What do you do if you identify defectors?

  • It's maybe inefficient to hotbox everyone but I think I would rather that than give my government the green light to define and identify defectors.

    If humanity has proven one thing over and over and over again to itself it's that we're terrible at witch hunts.

  • >There's a small percentage ruining it for most: a few defectors when most are cooperators.

    >What do you do if you identify defectors?

    Simple: you put them in charge of the government. That's what we do now, after all.

  • you're being too fixated on individuals. everyone's doing the same thing: avoiding pain, uncertainty, and the limitation of their future choices; seeking pleasure, security, and to increase their future choices. the very few people who aren't doing that don't matter: history unfolds because people do what makes sense for them, not because some don't.

    • I think you're being too fixated on your own perspective. History is nothing but the individual having a large blast radius.

      History ABSOLUTELY unfolds the way it does because they were tired of being 'taking the reasonable/way that makes sense path'.

      You can argue that every invention from the wheel forward has had this approach.

      2 replies →

My friend Andy smoked weed with us once.

He disappeared about an hour after.

We found him a day later at his house.

He let us know he was okay, and everything was "cool and stuff", because the ice dogs didn't manage to catch him. He was able to run away into the woods to hide all night and eventually found his way back home in the morning. He was then curious why the ice dogs didn't chase us at all.

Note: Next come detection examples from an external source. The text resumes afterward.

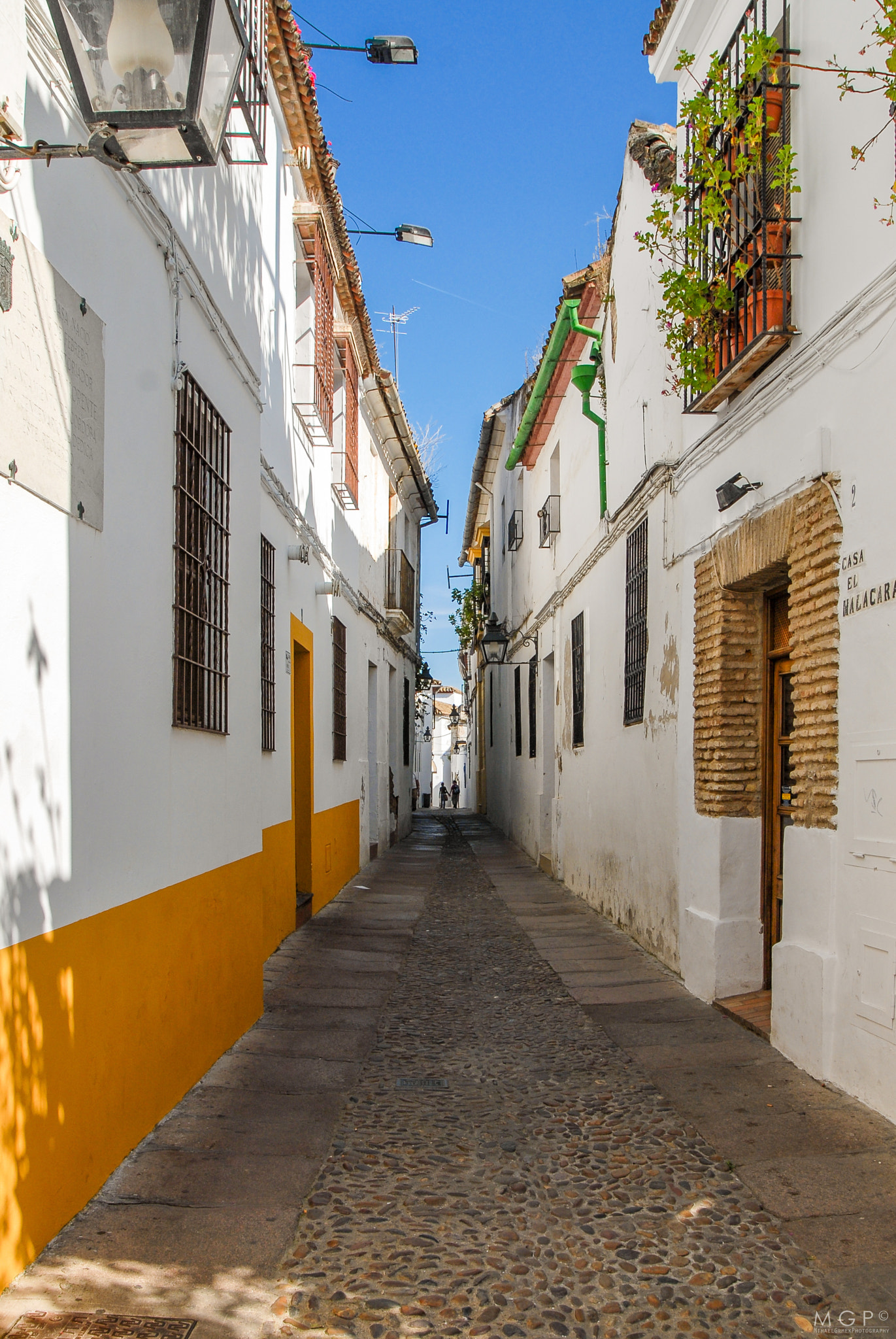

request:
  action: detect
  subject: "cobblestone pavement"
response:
[273,817,831,1339]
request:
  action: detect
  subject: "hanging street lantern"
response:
[480,613,508,666]
[48,0,249,167]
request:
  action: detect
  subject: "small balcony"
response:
[386,549,416,636]
[684,0,799,414]
[539,493,560,549]
[331,451,357,511]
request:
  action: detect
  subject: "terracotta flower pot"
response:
[755,224,789,260]
[740,288,790,344]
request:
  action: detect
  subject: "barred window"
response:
[624,517,647,726]
[261,534,276,753]
[173,372,230,735]
[529,652,539,758]
[315,228,335,439]
[402,679,411,768]
[333,619,346,762]
[572,613,586,749]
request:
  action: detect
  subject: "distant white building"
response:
[461,0,896,1118]
[0,0,435,1284]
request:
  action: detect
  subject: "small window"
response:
[402,679,411,768]
[261,534,276,753]
[173,372,230,735]
[624,517,647,726]
[333,619,346,762]
[529,652,539,758]
[572,612,586,749]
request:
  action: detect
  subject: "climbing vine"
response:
[635,30,798,395]
[449,581,482,651]
[825,0,896,228]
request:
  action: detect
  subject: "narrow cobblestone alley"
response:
[1,815,895,1339]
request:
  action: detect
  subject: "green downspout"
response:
[505,301,578,470]
[505,297,606,518]
[571,331,606,520]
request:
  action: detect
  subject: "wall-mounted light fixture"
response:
[0,0,249,169]
[347,224,433,247]
[715,474,762,511]
[303,35,418,65]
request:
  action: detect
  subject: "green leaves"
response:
[635,30,798,395]
[449,581,482,651]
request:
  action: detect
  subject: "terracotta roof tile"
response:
[642,0,678,56]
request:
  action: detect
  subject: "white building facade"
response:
[0,0,435,1284]
[462,0,896,1118]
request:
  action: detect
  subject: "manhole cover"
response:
[7,1311,195,1339]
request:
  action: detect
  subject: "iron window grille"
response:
[261,534,276,753]
[386,549,416,625]
[572,611,586,749]
[173,372,230,734]
[402,677,411,768]
[332,619,347,762]
[623,517,647,726]
[224,0,268,163]
[314,228,335,442]
[539,493,560,549]
[684,0,799,414]
[333,336,357,511]
[529,652,539,758]
[482,534,491,617]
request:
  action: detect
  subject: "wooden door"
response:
[762,592,793,989]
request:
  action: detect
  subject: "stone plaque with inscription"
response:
[0,212,106,530]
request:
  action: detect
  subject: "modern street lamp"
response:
[0,0,249,167]
[348,224,433,246]
[303,35,418,65]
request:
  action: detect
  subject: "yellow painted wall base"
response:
[0,821,296,1287]
[261,818,296,960]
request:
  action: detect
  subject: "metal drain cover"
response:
[7,1311,195,1339]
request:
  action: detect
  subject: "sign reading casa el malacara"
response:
[840,549,896,619]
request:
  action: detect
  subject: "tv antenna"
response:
[376,307,419,390]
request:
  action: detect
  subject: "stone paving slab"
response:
[474,833,896,1334]
[0,814,896,1339]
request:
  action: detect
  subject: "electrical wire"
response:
[315,79,355,102]
[292,9,340,47]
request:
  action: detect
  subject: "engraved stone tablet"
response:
[0,212,106,530]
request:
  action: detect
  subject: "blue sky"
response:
[297,0,675,683]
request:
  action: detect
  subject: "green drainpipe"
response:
[571,335,606,520]
[505,301,578,470]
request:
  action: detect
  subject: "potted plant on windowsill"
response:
[635,32,799,396]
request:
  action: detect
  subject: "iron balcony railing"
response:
[684,0,799,414]
[539,493,560,549]
[386,549,416,626]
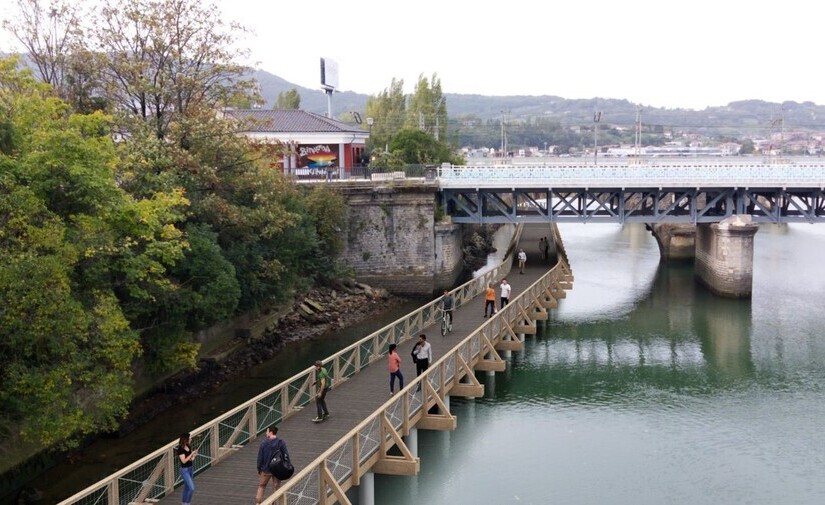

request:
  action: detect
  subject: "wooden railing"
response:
[59,225,522,505]
[263,226,572,505]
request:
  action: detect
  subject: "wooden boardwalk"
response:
[160,225,550,505]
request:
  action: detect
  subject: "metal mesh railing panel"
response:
[67,486,110,505]
[338,348,358,377]
[117,454,166,505]
[286,376,312,412]
[386,400,404,429]
[254,389,284,434]
[358,340,375,368]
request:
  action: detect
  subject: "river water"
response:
[20,224,825,505]
[375,224,825,505]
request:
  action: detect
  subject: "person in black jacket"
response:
[255,424,289,503]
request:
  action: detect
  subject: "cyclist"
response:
[441,289,455,330]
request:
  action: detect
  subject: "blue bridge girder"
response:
[438,160,825,224]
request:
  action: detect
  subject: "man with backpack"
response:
[312,360,332,423]
[255,424,292,504]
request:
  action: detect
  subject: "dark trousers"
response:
[484,300,496,316]
[390,368,404,393]
[415,359,430,376]
[315,389,329,417]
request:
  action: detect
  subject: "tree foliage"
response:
[273,88,301,109]
[0,0,346,452]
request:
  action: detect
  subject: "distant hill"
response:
[254,70,825,134]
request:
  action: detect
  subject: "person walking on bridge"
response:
[484,282,496,317]
[313,360,332,423]
[177,433,198,505]
[255,424,289,504]
[499,279,513,309]
[413,333,433,390]
[387,344,404,396]
[441,289,455,331]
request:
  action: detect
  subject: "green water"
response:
[375,224,825,505]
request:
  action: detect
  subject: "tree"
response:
[405,74,448,140]
[2,0,82,98]
[273,88,301,109]
[390,128,460,164]
[92,0,256,138]
[366,78,407,150]
[0,61,175,444]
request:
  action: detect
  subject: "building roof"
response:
[224,109,366,134]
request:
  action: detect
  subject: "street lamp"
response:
[364,117,375,179]
[593,112,602,165]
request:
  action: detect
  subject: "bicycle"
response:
[438,308,453,337]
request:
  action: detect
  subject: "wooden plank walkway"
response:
[160,225,550,505]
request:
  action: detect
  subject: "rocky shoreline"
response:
[117,281,406,436]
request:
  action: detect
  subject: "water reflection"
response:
[376,224,825,505]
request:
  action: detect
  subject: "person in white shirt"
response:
[499,279,512,309]
[412,333,433,389]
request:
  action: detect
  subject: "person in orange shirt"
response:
[484,282,496,317]
[387,344,404,395]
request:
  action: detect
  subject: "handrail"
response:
[438,158,825,188]
[263,231,571,505]
[58,225,522,505]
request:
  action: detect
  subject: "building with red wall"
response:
[224,109,369,179]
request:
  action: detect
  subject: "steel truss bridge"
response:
[438,157,825,224]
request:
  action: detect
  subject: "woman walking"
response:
[387,344,404,396]
[178,433,198,505]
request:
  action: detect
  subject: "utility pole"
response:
[593,111,602,165]
[501,109,504,157]
[636,105,642,160]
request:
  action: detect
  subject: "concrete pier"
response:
[696,216,759,298]
[645,223,696,261]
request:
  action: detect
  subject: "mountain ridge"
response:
[252,69,825,133]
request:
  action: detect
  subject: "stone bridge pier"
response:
[647,216,759,298]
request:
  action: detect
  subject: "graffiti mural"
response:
[298,144,338,170]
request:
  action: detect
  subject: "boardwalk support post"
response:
[372,414,421,475]
[449,355,482,398]
[416,381,458,431]
[474,335,507,372]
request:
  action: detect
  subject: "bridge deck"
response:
[160,225,550,505]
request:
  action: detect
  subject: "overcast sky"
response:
[0,0,825,109]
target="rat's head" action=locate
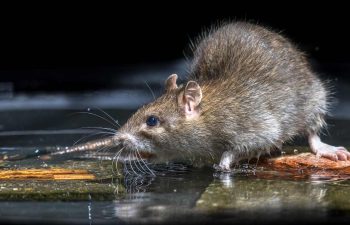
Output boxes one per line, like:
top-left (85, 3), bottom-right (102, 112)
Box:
top-left (115, 74), bottom-right (202, 160)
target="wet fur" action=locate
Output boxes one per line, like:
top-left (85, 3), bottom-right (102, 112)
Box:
top-left (116, 22), bottom-right (329, 163)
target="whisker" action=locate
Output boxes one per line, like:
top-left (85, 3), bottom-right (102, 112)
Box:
top-left (77, 127), bottom-right (118, 133)
top-left (73, 112), bottom-right (119, 129)
top-left (136, 148), bottom-right (156, 176)
top-left (73, 131), bottom-right (114, 146)
top-left (112, 147), bottom-right (124, 175)
top-left (94, 107), bottom-right (120, 127)
top-left (128, 153), bottom-right (139, 176)
top-left (134, 151), bottom-right (148, 174)
top-left (133, 152), bottom-right (147, 174)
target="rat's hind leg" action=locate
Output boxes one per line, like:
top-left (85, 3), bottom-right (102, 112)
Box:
top-left (309, 132), bottom-right (350, 161)
top-left (213, 151), bottom-right (235, 172)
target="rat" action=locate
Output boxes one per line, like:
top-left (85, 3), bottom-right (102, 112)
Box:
top-left (13, 22), bottom-right (350, 171)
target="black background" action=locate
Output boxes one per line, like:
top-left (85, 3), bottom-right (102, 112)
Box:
top-left (0, 1), bottom-right (350, 91)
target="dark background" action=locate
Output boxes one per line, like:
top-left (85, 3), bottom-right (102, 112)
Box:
top-left (0, 1), bottom-right (350, 92)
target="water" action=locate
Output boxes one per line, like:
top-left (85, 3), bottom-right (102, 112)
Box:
top-left (0, 109), bottom-right (350, 224)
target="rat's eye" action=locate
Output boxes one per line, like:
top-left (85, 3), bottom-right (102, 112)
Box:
top-left (146, 116), bottom-right (159, 127)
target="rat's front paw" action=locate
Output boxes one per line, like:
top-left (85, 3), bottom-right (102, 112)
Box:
top-left (213, 164), bottom-right (231, 173)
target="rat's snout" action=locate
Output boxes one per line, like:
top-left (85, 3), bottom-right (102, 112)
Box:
top-left (114, 133), bottom-right (137, 149)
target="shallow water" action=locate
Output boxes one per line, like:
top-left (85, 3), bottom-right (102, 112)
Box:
top-left (0, 110), bottom-right (350, 224)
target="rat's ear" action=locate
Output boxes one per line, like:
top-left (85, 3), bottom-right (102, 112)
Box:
top-left (178, 81), bottom-right (202, 117)
top-left (165, 74), bottom-right (177, 91)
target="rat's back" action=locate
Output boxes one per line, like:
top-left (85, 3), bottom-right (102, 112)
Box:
top-left (186, 22), bottom-right (342, 169)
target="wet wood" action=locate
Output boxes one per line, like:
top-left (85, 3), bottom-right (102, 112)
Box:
top-left (0, 168), bottom-right (95, 180)
top-left (256, 153), bottom-right (350, 180)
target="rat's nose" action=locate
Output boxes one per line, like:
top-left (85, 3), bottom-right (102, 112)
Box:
top-left (114, 133), bottom-right (135, 147)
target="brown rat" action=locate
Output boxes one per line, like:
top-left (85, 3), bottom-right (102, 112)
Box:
top-left (37, 22), bottom-right (350, 170)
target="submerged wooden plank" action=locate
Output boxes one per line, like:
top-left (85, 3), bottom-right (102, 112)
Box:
top-left (260, 153), bottom-right (350, 175)
top-left (0, 168), bottom-right (95, 180)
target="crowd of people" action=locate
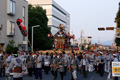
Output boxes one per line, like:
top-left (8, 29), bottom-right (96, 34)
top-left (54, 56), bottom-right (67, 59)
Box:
top-left (0, 50), bottom-right (120, 80)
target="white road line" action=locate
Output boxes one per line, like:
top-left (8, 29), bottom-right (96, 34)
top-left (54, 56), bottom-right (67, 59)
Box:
top-left (90, 73), bottom-right (95, 80)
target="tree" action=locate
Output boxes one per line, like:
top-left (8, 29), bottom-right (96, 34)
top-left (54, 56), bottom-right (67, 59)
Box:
top-left (28, 5), bottom-right (52, 50)
top-left (6, 40), bottom-right (18, 54)
top-left (115, 3), bottom-right (120, 28)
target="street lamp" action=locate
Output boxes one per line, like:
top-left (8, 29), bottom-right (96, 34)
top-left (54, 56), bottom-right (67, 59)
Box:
top-left (31, 25), bottom-right (40, 51)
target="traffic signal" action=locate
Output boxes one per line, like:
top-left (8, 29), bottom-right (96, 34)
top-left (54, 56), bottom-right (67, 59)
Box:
top-left (98, 28), bottom-right (105, 31)
top-left (16, 19), bottom-right (28, 36)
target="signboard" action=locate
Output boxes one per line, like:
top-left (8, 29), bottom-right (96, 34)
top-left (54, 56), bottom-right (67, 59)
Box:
top-left (112, 62), bottom-right (120, 77)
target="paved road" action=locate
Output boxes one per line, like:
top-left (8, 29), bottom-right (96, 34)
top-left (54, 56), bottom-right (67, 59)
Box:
top-left (0, 72), bottom-right (108, 80)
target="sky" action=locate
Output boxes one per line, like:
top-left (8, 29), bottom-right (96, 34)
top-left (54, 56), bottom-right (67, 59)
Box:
top-left (54, 0), bottom-right (120, 42)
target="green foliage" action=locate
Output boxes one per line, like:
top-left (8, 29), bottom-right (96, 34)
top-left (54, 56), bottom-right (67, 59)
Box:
top-left (28, 5), bottom-right (52, 50)
top-left (6, 40), bottom-right (18, 54)
top-left (82, 45), bottom-right (85, 50)
top-left (115, 3), bottom-right (120, 28)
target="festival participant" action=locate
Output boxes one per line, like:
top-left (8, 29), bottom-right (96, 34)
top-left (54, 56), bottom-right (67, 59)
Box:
top-left (95, 53), bottom-right (99, 73)
top-left (99, 52), bottom-right (104, 77)
top-left (43, 52), bottom-right (51, 75)
top-left (105, 53), bottom-right (110, 73)
top-left (26, 53), bottom-right (35, 77)
top-left (6, 53), bottom-right (26, 80)
top-left (113, 54), bottom-right (119, 80)
top-left (88, 52), bottom-right (94, 72)
top-left (80, 55), bottom-right (89, 78)
top-left (34, 52), bottom-right (43, 80)
top-left (68, 53), bottom-right (80, 80)
top-left (58, 54), bottom-right (65, 80)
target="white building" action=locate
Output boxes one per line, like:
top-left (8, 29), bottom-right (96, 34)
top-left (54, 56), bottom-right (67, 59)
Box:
top-left (0, 0), bottom-right (28, 51)
top-left (28, 0), bottom-right (70, 35)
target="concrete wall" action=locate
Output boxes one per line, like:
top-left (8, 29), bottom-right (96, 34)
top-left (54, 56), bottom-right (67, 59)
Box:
top-left (28, 0), bottom-right (70, 35)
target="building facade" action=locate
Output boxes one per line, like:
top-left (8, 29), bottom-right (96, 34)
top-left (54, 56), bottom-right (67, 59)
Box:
top-left (0, 0), bottom-right (28, 51)
top-left (28, 0), bottom-right (70, 35)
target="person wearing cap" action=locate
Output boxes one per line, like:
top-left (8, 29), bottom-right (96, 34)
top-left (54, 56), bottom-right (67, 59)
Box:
top-left (6, 52), bottom-right (26, 80)
top-left (43, 52), bottom-right (51, 75)
top-left (80, 55), bottom-right (89, 78)
top-left (50, 53), bottom-right (59, 80)
top-left (58, 54), bottom-right (65, 80)
top-left (68, 53), bottom-right (80, 80)
top-left (105, 53), bottom-right (110, 73)
top-left (34, 52), bottom-right (43, 80)
top-left (99, 52), bottom-right (104, 77)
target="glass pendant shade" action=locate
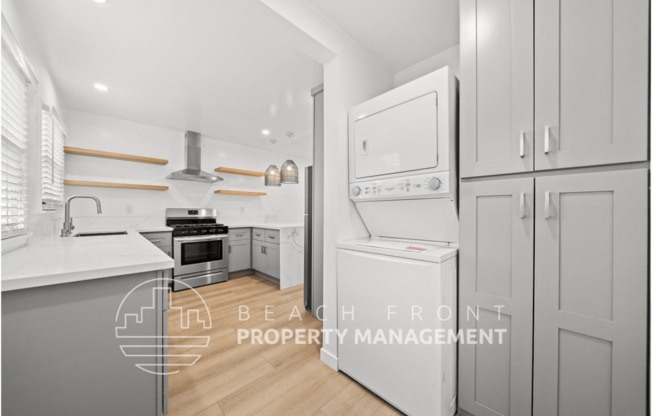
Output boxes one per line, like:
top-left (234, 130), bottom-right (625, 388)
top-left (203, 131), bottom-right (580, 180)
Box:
top-left (265, 165), bottom-right (281, 186)
top-left (281, 159), bottom-right (299, 184)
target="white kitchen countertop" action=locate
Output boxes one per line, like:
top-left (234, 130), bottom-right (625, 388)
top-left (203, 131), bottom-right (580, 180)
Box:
top-left (225, 222), bottom-right (303, 230)
top-left (2, 231), bottom-right (174, 292)
top-left (136, 225), bottom-right (172, 233)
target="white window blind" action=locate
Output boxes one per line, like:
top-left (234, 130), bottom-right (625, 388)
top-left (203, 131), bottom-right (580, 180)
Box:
top-left (41, 107), bottom-right (67, 211)
top-left (0, 47), bottom-right (28, 239)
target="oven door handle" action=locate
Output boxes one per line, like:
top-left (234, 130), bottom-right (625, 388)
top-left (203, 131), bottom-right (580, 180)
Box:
top-left (174, 234), bottom-right (229, 243)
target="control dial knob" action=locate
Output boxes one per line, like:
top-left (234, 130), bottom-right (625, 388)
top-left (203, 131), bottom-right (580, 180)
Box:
top-left (428, 176), bottom-right (441, 191)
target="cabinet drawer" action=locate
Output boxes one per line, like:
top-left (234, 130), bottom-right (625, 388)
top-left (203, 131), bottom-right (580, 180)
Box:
top-left (253, 228), bottom-right (265, 241)
top-left (229, 228), bottom-right (251, 241)
top-left (141, 232), bottom-right (172, 248)
top-left (265, 230), bottom-right (281, 244)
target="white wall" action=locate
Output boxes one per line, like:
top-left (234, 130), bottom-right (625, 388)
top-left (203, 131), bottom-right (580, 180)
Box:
top-left (66, 110), bottom-right (310, 228)
top-left (261, 0), bottom-right (393, 368)
top-left (2, 0), bottom-right (63, 252)
top-left (394, 45), bottom-right (460, 87)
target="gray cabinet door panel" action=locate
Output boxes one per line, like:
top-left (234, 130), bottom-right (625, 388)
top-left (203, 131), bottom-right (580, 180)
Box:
top-left (458, 178), bottom-right (534, 416)
top-left (533, 169), bottom-right (648, 416)
top-left (251, 240), bottom-right (267, 273)
top-left (229, 240), bottom-right (251, 272)
top-left (534, 0), bottom-right (649, 170)
top-left (460, 0), bottom-right (534, 177)
top-left (265, 244), bottom-right (281, 279)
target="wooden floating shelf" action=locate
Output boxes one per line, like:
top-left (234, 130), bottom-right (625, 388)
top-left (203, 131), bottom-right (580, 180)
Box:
top-left (215, 189), bottom-right (267, 196)
top-left (215, 166), bottom-right (265, 177)
top-left (63, 179), bottom-right (169, 191)
top-left (63, 146), bottom-right (168, 165)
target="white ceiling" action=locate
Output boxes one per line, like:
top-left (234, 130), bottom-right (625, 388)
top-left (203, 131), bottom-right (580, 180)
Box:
top-left (310, 0), bottom-right (459, 73)
top-left (9, 0), bottom-right (322, 158)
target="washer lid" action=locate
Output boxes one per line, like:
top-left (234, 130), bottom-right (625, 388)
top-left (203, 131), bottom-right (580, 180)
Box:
top-left (337, 238), bottom-right (457, 263)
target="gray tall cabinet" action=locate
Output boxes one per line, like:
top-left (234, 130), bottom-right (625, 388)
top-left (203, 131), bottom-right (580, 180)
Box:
top-left (459, 0), bottom-right (649, 416)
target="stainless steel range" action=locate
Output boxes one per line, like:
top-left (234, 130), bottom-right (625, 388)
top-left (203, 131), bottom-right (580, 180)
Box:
top-left (165, 208), bottom-right (229, 291)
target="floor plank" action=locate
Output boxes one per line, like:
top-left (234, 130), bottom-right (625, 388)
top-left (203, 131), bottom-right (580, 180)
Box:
top-left (168, 276), bottom-right (401, 416)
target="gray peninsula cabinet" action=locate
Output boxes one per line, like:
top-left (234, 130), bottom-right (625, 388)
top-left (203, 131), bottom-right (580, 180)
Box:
top-left (458, 0), bottom-right (650, 416)
top-left (2, 271), bottom-right (168, 416)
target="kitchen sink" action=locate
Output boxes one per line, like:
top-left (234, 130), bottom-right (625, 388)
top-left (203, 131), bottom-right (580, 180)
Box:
top-left (73, 231), bottom-right (127, 237)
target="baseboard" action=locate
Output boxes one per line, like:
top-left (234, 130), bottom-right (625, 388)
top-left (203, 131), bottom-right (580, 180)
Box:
top-left (254, 271), bottom-right (280, 284)
top-left (319, 348), bottom-right (338, 371)
top-left (229, 269), bottom-right (254, 279)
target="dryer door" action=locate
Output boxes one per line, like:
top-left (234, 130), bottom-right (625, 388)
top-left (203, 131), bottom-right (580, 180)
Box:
top-left (353, 91), bottom-right (438, 179)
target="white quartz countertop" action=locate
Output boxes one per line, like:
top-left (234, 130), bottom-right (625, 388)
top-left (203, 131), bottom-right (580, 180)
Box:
top-left (2, 227), bottom-right (174, 292)
top-left (225, 222), bottom-right (303, 230)
top-left (136, 225), bottom-right (172, 233)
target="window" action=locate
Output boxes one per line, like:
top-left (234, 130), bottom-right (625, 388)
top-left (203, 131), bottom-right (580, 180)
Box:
top-left (1, 48), bottom-right (27, 239)
top-left (0, 16), bottom-right (37, 239)
top-left (41, 106), bottom-right (67, 211)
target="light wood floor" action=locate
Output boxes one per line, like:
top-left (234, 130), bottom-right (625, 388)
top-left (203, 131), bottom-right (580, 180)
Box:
top-left (168, 276), bottom-right (401, 416)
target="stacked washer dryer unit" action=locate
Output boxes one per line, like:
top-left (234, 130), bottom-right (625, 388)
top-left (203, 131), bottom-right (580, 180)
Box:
top-left (337, 67), bottom-right (459, 416)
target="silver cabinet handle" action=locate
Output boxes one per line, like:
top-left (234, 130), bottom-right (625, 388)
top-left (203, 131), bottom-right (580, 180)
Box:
top-left (543, 191), bottom-right (550, 219)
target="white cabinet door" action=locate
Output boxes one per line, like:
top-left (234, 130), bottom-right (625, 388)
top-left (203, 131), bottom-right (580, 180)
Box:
top-left (352, 92), bottom-right (438, 179)
top-left (460, 0), bottom-right (534, 178)
top-left (459, 178), bottom-right (534, 416)
top-left (533, 169), bottom-right (649, 416)
top-left (534, 0), bottom-right (650, 170)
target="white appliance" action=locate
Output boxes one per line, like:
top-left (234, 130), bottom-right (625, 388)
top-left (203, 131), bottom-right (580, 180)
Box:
top-left (337, 67), bottom-right (459, 416)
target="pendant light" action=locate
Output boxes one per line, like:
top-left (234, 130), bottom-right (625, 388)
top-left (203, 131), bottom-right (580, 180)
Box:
top-left (265, 139), bottom-right (281, 186)
top-left (281, 131), bottom-right (299, 184)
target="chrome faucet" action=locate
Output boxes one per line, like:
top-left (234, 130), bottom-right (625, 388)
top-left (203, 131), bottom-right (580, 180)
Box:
top-left (61, 195), bottom-right (102, 237)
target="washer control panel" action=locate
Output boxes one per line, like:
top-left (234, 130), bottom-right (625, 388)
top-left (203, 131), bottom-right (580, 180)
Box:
top-left (349, 172), bottom-right (450, 201)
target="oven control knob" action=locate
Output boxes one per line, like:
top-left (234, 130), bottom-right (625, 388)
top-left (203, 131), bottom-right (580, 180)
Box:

We didn't smoke Andy up anymore.

  • > We didn't smoke Andy up anymore.

    I got open eye visuals from smoking some dubious hashish, 2 other people smoking the same stuff had no issues. I really enjoyed the experience, except for a small incident where I woke up in the middle of the night and started slapping my snoring friend -- I hallucinated he was in fact chocking on his own vomit and was going to die and in my mind I was saving his life.

    I also got mild HPPD that got better in a few years -- mainly I could not look at certain grid patterns because bright flashes of light would come from the intersection -- this mostly happened from vent iron grids and some shirts of mine.